In [16]:
from lib_analysis import read_and_parse_data, is_consistent
from lib_analysis import read_data

In [17]:
import os, json

files = os.listdir('samples')
for f in files:
    if f.endswith('json'):
        continue
    path = os.path.join('samples', f)
    data = read_and_parse_data(path)
    print(path)
    for scenario_id, scenario in data.items():
        scenario['text'] = scenario['clean_text']
        del scenario['clean_text']
        del scenario['scores']
    newf = path.split('.')[0] + '.json'
    json.dump(data, open(newf, 'w'))

samples/sample3-rater1.txt
samples/sample3-rater2.txt
samples/sample1-rater1.txt
samples/sample1-rater1-reann.xlsx
samples/sample1-rater2.txt
samples/sample2-rater2-reann.txt
samples/sample1-rater2-reann.xlsx
samples/sample2-rater1.txt
samples/sample2-rater2.txt
samples/sample2-rater1-reann.txt


# Calculate Cohen's Kappa for Interrater Reliability

The coding frame development was conducted in three rounds by two raters, who coded three sets of ten scenarios during each round. 

The first round only used a single code 'information' and yielded a Cohen's Kappa of 0.2971. After this round, the raters met and developed the initial coding frame, consisting of three sub-codes: simple, complex and question.

In the second round, the raters used the new coding frame to yield a Cohen's Kappa of 0.5746. After this round, the raters met to discuss differences and to refine their understanding of the sub-codes.

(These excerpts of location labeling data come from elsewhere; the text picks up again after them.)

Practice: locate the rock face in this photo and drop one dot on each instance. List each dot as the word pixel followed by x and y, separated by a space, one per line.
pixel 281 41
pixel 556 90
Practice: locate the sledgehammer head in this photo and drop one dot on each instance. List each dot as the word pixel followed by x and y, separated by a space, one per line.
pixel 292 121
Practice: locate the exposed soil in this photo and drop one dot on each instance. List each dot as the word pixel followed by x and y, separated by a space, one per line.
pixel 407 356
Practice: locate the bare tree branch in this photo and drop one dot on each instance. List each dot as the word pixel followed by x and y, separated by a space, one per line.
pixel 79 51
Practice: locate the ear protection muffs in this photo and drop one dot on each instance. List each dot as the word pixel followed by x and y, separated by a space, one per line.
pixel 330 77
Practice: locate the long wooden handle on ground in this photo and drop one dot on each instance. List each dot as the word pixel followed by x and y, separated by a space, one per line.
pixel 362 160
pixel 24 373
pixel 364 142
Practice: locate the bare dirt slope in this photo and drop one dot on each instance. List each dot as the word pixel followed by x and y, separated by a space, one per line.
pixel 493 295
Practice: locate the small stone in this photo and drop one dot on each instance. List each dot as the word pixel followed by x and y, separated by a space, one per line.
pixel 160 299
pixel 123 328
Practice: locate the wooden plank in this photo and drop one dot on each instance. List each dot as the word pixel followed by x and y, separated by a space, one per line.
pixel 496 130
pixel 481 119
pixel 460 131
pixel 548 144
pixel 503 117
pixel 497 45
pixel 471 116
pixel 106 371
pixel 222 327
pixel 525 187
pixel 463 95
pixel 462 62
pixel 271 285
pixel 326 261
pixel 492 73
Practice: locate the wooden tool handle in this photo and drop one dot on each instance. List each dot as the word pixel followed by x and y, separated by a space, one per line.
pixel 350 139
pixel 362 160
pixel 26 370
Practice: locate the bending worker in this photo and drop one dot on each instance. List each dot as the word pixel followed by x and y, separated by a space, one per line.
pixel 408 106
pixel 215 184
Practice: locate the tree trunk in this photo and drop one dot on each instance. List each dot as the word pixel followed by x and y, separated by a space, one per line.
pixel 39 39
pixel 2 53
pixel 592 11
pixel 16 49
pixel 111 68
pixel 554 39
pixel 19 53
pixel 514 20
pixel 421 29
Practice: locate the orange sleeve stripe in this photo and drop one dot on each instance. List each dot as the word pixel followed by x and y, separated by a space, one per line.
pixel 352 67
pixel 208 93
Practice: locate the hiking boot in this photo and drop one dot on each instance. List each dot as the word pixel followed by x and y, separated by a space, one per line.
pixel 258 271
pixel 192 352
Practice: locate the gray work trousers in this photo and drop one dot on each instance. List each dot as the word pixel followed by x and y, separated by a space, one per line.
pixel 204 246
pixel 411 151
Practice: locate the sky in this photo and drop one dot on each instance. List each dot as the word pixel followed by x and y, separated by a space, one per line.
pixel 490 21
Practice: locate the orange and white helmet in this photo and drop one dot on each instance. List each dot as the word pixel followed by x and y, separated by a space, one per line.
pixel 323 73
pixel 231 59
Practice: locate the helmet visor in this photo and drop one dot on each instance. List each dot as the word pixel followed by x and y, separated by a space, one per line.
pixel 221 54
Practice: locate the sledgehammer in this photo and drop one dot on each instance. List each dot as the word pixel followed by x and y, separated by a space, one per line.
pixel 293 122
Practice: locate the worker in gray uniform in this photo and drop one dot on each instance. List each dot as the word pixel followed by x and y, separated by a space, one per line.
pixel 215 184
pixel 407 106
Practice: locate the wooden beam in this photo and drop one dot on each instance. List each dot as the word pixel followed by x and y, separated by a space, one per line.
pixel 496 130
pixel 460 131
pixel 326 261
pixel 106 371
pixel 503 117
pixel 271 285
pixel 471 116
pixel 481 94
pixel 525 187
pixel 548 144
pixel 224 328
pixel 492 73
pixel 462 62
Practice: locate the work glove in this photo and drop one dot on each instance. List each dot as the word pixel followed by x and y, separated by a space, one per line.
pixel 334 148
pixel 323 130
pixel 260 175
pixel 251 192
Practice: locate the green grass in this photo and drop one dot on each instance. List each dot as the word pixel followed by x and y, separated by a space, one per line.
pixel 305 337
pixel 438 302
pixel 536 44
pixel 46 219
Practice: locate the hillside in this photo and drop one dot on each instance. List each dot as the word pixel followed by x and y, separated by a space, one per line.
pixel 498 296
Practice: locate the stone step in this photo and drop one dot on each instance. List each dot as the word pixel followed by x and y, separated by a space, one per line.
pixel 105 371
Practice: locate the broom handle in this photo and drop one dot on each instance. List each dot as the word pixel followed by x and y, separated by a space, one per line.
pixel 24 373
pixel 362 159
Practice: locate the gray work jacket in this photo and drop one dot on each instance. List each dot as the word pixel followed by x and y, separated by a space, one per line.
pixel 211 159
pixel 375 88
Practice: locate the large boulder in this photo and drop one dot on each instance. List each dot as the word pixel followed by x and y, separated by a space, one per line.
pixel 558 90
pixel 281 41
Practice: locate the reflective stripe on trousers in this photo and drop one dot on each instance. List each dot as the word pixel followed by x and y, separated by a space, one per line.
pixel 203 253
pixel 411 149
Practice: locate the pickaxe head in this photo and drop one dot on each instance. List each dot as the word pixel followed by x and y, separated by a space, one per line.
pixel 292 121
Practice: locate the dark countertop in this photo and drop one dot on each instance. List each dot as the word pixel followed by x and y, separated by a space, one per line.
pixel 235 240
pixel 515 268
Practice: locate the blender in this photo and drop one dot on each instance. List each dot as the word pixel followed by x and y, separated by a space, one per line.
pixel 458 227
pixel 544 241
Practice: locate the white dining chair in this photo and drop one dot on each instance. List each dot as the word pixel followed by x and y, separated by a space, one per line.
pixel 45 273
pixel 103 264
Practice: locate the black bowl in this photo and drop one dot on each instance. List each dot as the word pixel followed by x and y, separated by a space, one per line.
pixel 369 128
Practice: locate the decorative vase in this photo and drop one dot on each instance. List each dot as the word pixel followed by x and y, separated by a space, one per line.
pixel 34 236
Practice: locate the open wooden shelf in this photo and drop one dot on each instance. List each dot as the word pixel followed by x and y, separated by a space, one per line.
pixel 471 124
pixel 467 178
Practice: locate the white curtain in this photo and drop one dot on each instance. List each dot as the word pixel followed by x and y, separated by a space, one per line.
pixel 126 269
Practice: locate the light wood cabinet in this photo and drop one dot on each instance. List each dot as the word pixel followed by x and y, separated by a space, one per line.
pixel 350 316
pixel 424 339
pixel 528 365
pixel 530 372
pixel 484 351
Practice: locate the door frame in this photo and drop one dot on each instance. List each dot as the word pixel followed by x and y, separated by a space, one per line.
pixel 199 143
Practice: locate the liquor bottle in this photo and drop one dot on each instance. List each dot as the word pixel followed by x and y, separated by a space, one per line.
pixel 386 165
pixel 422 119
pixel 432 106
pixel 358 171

The third round evaluated their refined understanding to yield an above chance agreement of 0.7745.

In [23]:
from sklearn.metrics import cohen_kappa_score

files = [
    ['samples/sample1-rater1.json', 'samples/sample1-rater2.json'],
    ['samples/sample2-rater1.json', 'samples/sample2-rater2.json'],
    ['samples/sample2-rater1-reann.json', 'samples/sample2-rater2-reann.json'],
    ['samples/sample3-rater1.json', 'samples/sample3-rater2.json']
]

# for each round of annotations, compute Cohen's Kappa
round = 1
for f1, f2 in files:
    data1 = json.load(open(f1, 'r'))
    data2 = json.load(open(f2, 'r'))

    # check that each dataset contains the same number of scenarios
    scenario_ids1 = list(data1.keys())
    scenario_ids2 = list(data2.keys())
    if len(scenario_ids1) != len(scenario_ids2):
        print('Scenario ID length mismatch: %s, %s' % (f1, f2))
        continue
    
    # check that each dataset contains the same scenario IDs
    d1 = set(scenario_ids1) - set(scenario_ids2)
    if len(d1) > 0:
        print('Missing IDs from %s: %s' % (f2, d1))
        continue
    d2 = set(scenario_ids2) - set(scenario_ids1)
    if len(d2) > 0:
        print('Missing IDs from %s: %s' % (f1, d2))
        continue
    
    # compile an ordered list of codes for computing Kappa
    all_codes1 = []
    all_codes2 = []
    for scenario_id in scenario_ids1:
        all_codes1.extend(data1[scenario_id]['codes'])
        all_codes2.extend(data2[scenario_id]['codes'])
    
    # verify the number of codes is the same between datasets
    if len(all_codes1) != len(all_codes2):
        print('Code length mismatch: %s, %s' % (f1, f2))
        continue

    # compute Kappa
    kappa = cohen_kappa_score(all_codes1, all_codes2)
    print('Cohen\'s Kappa Round %i: %0.4f' % (round, kappa))
    round += 1

Cohen's Kappa Round 1: 0.2971
Cohen's Kappa Round 2: 0.5746
Cohen's Kappa Round 3: 0.6941
Cohen's Kappa Round 4: 0.7745